形態模倣の起算点

不正競争防止法2条1項3号は、他人の商品の形態を模倣した商品の販売などを不正競争と定義しています。まるめてしまうと、その趣旨は、オリジナル商品のデットコピー品の販売を禁止するという点にあります。もっとも、禁止期間は、日本国内において最初に販売された比から起算して3年間です(19条1項5号イ)。
 
 問題は、3年間という期間の起算点です。

 企業活動が日本国内で閉じているなら、起算点が大きな問題点になるわけではありません。しかし、外国の会社が、ネット上でオリジナル商品の販売を開始すると、日本の消費者も、そのサイトにアクセスし、オリジナル商品を購入できます。その後、日本での販売店が決まり、日本の消費者に特化した販売を開始することもあります。この場合、起算点は、外国の会社がネット販売を開始した時期か、日本販売店が販売を開始した時期か、どちらになるのでしょうか。その時期によっては、販売開始から3年が経過し、デッドコピー品の販売が(不競法2条1項3号との関係では)可能となることもあります。

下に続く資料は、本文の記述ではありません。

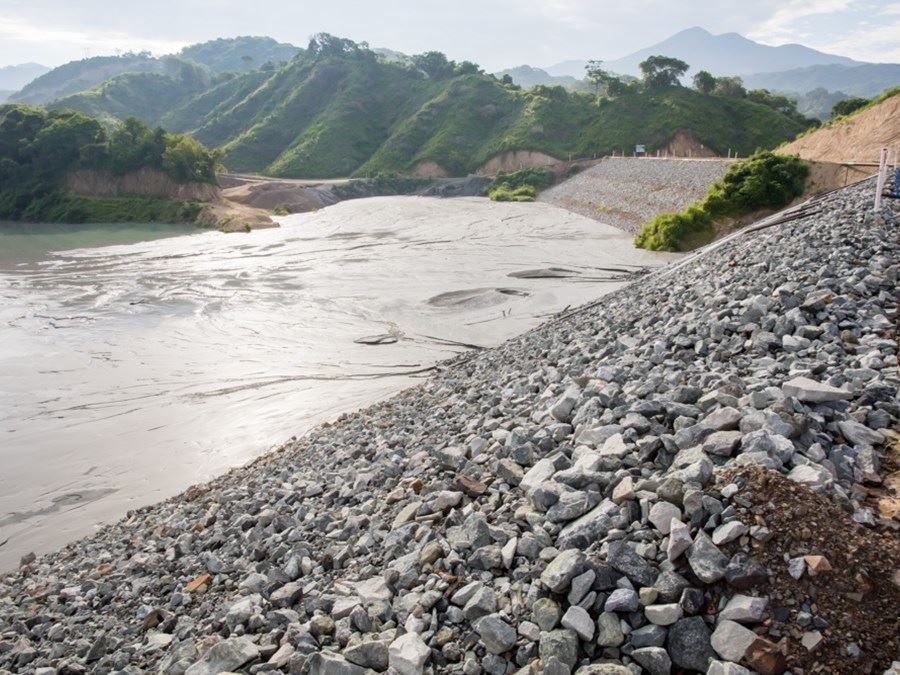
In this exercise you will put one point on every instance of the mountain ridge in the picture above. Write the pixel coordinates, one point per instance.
(342, 110)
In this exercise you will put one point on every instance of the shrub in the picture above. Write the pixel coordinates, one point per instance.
(520, 186)
(523, 193)
(765, 180)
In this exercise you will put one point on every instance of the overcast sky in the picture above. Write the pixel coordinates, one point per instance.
(495, 33)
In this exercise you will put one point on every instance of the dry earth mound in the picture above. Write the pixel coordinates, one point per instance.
(586, 498)
(857, 139)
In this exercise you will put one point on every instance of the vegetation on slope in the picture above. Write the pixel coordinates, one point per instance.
(339, 109)
(38, 150)
(153, 94)
(764, 181)
(520, 186)
(240, 54)
(79, 76)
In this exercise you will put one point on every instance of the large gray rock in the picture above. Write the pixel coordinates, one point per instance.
(655, 660)
(731, 640)
(497, 635)
(805, 389)
(688, 644)
(706, 560)
(408, 654)
(580, 621)
(369, 654)
(562, 569)
(860, 434)
(560, 644)
(224, 656)
(744, 609)
(325, 663)
(609, 631)
(623, 558)
(589, 528)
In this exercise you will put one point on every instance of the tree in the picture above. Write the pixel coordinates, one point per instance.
(325, 44)
(433, 64)
(596, 75)
(467, 68)
(704, 82)
(848, 105)
(662, 71)
(730, 87)
(616, 86)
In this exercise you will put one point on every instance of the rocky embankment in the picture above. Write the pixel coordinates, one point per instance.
(626, 192)
(679, 478)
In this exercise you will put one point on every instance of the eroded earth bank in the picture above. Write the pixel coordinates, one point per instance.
(680, 477)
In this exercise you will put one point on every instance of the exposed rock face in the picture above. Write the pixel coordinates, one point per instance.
(626, 193)
(548, 506)
(513, 160)
(142, 182)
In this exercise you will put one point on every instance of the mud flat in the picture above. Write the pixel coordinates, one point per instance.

 この問題が当事者間で争われた事例として、東京地判平成22年9月17日(平成20年(ワ)第25956号)があります。
http://www.courts.go.jp/hanrei/pdf/20100922100123.pdf
 当事者が争点にはしたものの、裁判所は、この争点について判断を示すことなく、別の条項で結論を出しています。

 似たような問題は、商標の使用についても生じます。外国のサーバで商標を付して広告がなされている場合、どの地で商標が使用されたのか、簡単には結論が出ません。この問題については、WIPOによる勧告があり、大変参考になります。しかし、WIPOの勧告によって日本法が解釈されるわけでもありません。ウェブサイトの表記(例えば言語、使用できる通貨)、日本での営業拠点の有無など様々な要素を考慮して、日本での使用といえるのか、判断する必要があります。